Dia masuk dan mengecek tiap ruangan. Kemudian dia kembali ke arahku dengan wajah yang merah padam.
“Di mana Romi?” teriaknya. Aku menutup telingaku. Kemudian aku mengedikkan bahuku.
“Aku tanya sekali lagi, di mana Romi?” ucapnya dengan mata melotot yang nyaris keluar dari tempatnya.
“Dia enggak ada. Kan aku sudah bilang dari tadi kalau dia enggak ada di rumah!” jawabku tak kalah ketus.
“Pergi sana!” usirku padanya.
“Asal kamu tahu saja, aku dan Romi masih saling mencintai. Akan aku buktikan itu padamu!” ancamnya.
“Buktikan saja, istri sahnya aku kok. Mau kamu mengotot dia cinta sama kamu silakan. Kenyataannya sekarang dia itu suamiku. Aku istrinya. Ini rumahku, aku sudah mengisinya dengan barang-barang yang aku pilih sendiri. Kamu bisa melihat kan, tadi di ruang tengah penuh dengan barang? Itu semua barang yang aku beli untuk mengisi rumah ini. Nih cincin nikahnya, bagus kan? Cincin yang dia belikan buat kamu mana? Enggak jadi dibelikan ya? Kasihan!” ledekku padanya. Aku menggerak-gerakkan jemariku tepat di hadapan wajahnya.

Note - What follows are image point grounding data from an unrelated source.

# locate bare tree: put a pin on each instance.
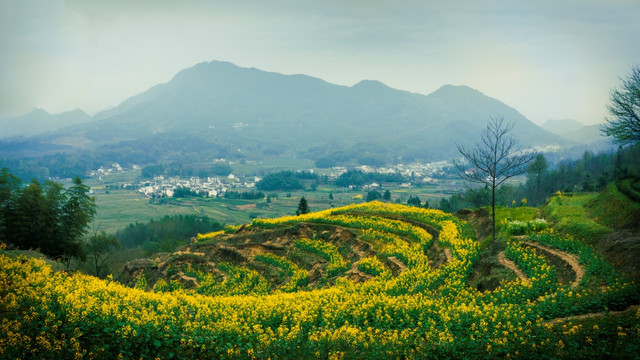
(497, 158)
(624, 108)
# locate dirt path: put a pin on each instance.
(447, 253)
(629, 310)
(397, 263)
(512, 266)
(571, 259)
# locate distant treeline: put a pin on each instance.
(179, 169)
(283, 180)
(166, 233)
(359, 178)
(247, 195)
(171, 147)
(592, 172)
(47, 216)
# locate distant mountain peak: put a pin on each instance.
(37, 111)
(562, 126)
(369, 84)
(457, 90)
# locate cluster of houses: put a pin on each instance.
(217, 186)
(210, 186)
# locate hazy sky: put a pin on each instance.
(548, 59)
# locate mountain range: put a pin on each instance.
(255, 112)
(574, 131)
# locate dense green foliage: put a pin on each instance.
(45, 216)
(359, 178)
(589, 173)
(166, 233)
(624, 108)
(244, 195)
(284, 180)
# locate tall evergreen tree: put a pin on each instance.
(303, 207)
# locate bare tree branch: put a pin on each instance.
(496, 159)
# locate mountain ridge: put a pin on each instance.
(250, 109)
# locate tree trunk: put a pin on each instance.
(493, 212)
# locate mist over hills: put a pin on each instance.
(575, 131)
(39, 121)
(256, 112)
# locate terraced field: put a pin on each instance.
(361, 281)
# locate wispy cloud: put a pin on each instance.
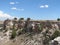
(12, 3)
(18, 9)
(44, 6)
(5, 15)
(14, 8)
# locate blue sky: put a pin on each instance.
(35, 9)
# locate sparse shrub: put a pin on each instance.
(13, 34)
(58, 19)
(56, 34)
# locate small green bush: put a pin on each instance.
(56, 34)
(13, 34)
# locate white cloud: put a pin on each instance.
(18, 9)
(12, 3)
(14, 8)
(5, 15)
(44, 6)
(41, 6)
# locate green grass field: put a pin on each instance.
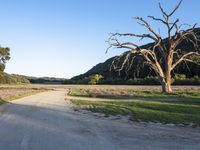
(180, 107)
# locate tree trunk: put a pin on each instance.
(166, 87)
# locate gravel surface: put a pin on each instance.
(46, 122)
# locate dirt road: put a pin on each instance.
(46, 122)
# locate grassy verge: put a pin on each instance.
(14, 97)
(164, 112)
(149, 94)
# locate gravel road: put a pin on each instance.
(46, 122)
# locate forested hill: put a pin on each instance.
(139, 70)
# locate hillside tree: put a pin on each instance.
(4, 57)
(165, 54)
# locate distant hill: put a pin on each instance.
(138, 70)
(12, 79)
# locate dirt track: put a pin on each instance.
(46, 122)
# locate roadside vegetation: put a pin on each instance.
(177, 112)
(129, 92)
(8, 93)
(140, 103)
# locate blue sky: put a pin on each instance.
(64, 38)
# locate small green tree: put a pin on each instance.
(95, 79)
(4, 57)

“Anak kurang ajar,” ucapnya sambil akan menamparku. Beruntung aku bisa menarik tangannya sebelum mengenai pipiku.
“Tante, maaf ya. Silakan pergi dari rumahku. Dan berhenti mencari gara-gara denganku. Sebelum nantinya Tante akan menyesal!” ancamku padanya. Aku mendorongnya hingga berada di luar rumah.
“Tante kamu bilang?” ucapnya kesal. Aku bisa melihat amarahnya memuncak saat mengatakan itu. Tapi aku tidak meladeninya. Karena sebelum dia mulai mencak-mencak, aku sudah menutup pintu dengan keras. Kemudian aku berjalan menuju dapur. Mencari minuman dingin di dalam lemari es. Aku meminumnya sekaligus. Panas rasanya langsung menghilang dari tubuhku. Wanita itu memang sangat kurang ajar. Aku pun langsung menelepon Romi. Aku tidak peduli, kalau dia sedang sibuk. Aku hanya ingin mengadukan apa yang telah mantannya lakukan padaku.
“Halo,” sapaku padanya.
“Halo, ada apa sayang?” tanyanya lembut. Terdengar suara berisik dari tempatnya.

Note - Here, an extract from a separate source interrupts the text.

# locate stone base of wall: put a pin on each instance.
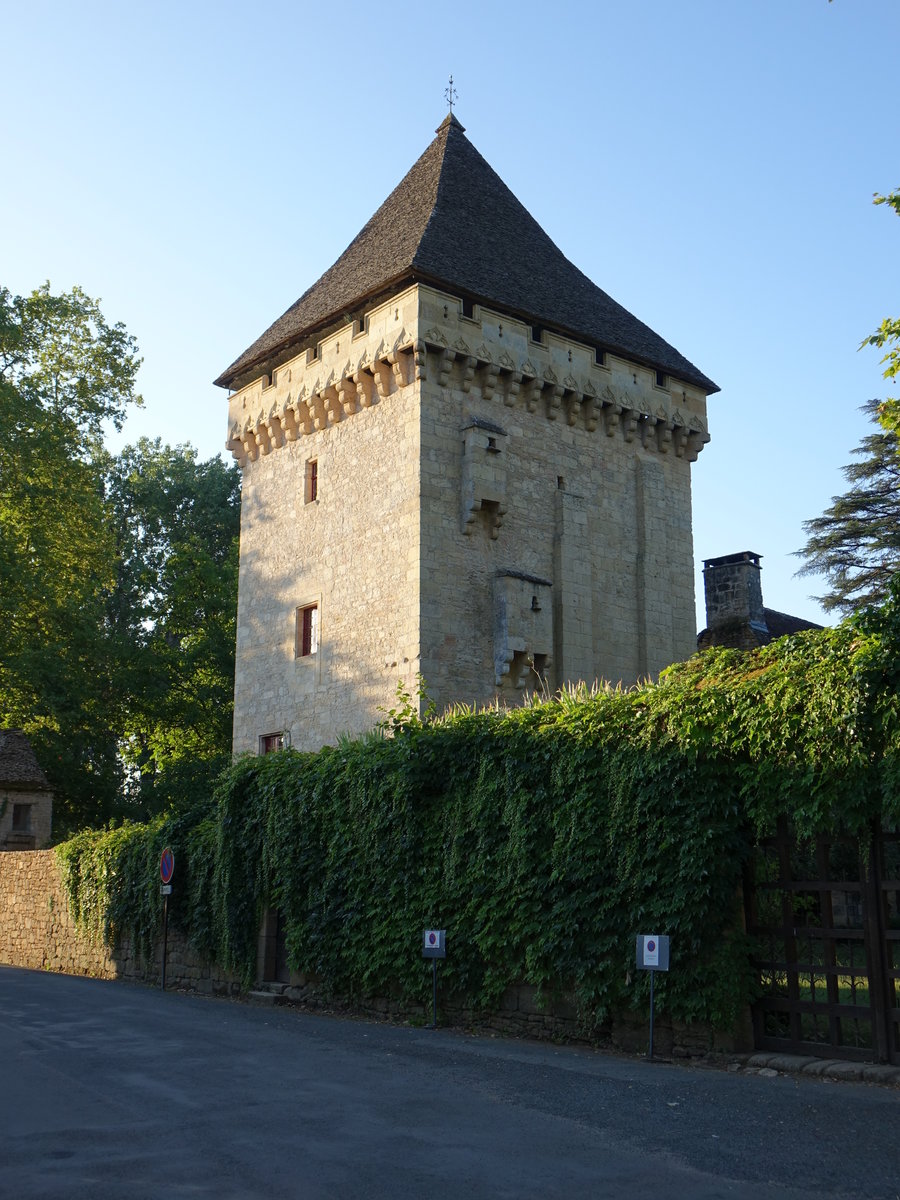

“Berisik banget? Lagi di mana?” tanyaku.
“Aku sedang di tempat petani sayur. Mencari pemasok sayur baru sayang, ada apa?” tanyanya lagi.
“Aku lagi kesel!” jawabku manja.
“Kesel kenapa? Sepi ya sendirian di rumah?” tanyanya.

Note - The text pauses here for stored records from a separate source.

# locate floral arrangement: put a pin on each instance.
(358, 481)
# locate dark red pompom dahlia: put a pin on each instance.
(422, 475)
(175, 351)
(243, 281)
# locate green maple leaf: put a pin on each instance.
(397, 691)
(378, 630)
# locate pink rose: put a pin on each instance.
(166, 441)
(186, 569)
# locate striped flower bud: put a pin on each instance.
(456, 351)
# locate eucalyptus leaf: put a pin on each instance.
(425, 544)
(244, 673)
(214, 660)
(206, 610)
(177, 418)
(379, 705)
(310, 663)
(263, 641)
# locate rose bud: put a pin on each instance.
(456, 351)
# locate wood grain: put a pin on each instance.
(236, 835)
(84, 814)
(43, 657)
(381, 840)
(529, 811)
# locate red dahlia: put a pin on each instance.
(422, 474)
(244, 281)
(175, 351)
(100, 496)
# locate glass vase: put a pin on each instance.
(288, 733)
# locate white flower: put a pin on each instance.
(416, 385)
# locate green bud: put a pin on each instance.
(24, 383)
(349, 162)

“Sepi mah iya, tapi aku bisa jalani itu. Tapi ini mantanmu datang ke sini! Buat aku jadi kesel!” jawabku.
“Mantanku? Friska?” entah kenapa aku merasa sangat kesal mendengar namanya disebut.
“Iyalah! Ada berapa memangnya mantanmu?” tanyaku kesal.
“Bukannya begitu, aku Cuma memastikan saja, kenapa dia ke sana?” tanyanya tanpa dosa.
“Mencari kamulah, siapa lagi? Masa mencari aku? Memangnya dia mau silaturahmi?” jawabku ketus.
“Kau yang tenang ya, sabar. Enggak usah diladeni dia. Enggak usah buka pintu kalau dia yang datang. Cek dulu ke jendela samping, siapa yang datang. Baru buka pintunya,” ucapnya.
“Kata dia, kamu masih sayang sama dia,” ucapku kesal.
“Ya ampun, kenapa dia bikin masalah terus sih. Ya sudah, besok aku pulang,” ucapnya.
“Hari ini bisa enggak?” rengekku.
“Apanya?”
“Pulangnya,” jawabku lirih. Aku merasa menjadi super manja saat itu.
“Iya deh, nanti aku pulang. Kamu enggak usah marah-marah atau kesel-kesel lagi ya,” ucapnya.
“Iya, cepat pulang!” pintaku.
“Iya, nanti akan segera pulang,” jawabnya.
“Ya sudah, aku lanjut negosiasi dulu ya. Nanti aku kabari kalau sudah pulang,” lanjutnya.
“Iya,” jawabku. Aku segera menutup teleponnya. Lega rasanya Romi akan segera pulang. Aku kembali masuk ke dalam kamar. Melanjutkan tidur siangku yang tadi diganggu oleh mak lampir menyebalkan itu.